Mais les dirigeants d’extrême droite n’ont pas l’intention d’être débordés par le vétéran Netanyahu. Compte tenu de cela, ils ont exigé que la Knesset officialise leurs pouvoirs supplémentaires noir sur blanc dans de nouvelles lois spéciales avant que le nouveau cabinet n’entre en fonction. Netanyahu a été contraint d’accepter.

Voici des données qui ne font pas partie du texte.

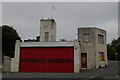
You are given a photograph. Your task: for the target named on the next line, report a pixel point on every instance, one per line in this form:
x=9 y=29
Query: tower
x=47 y=30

L’une de ces lois était nécessaire pour ouvrir la voie au nouveau ministre de l’Intérieur, l’ultra-orthodoxe Aryeh Deri. Il a un casier judiciaire pour fraude fiscale et ne serait donc pas en mesure d’occuper un tel poste.
Netanyahu lui-même est également poursuivi par des procès pour corruption présumée au cours de son précédent mandat de Premier ministre. Ses partenaires de la coalition ne prennent pas cela à la légère, mais cela rend Netanyahu plus vulnérable au chantage politique qu’il ne l’était lors des précédents premiers ministres.
Jamais auparavant Netanyahu, âgé de 73 ans, n’avait dirigé un gouvernement dans lequel la méfiance à son égard au sein de sa propre équipe de ministres et dans la société avait été aussi élevée dès le départ. Il est donc très incertain combien de temps durera ce nouveau cabinet – que le Premier ministre sortant Yair Lapid qualifie de « gouvernement le plus extrême de l’histoire d’Israël ».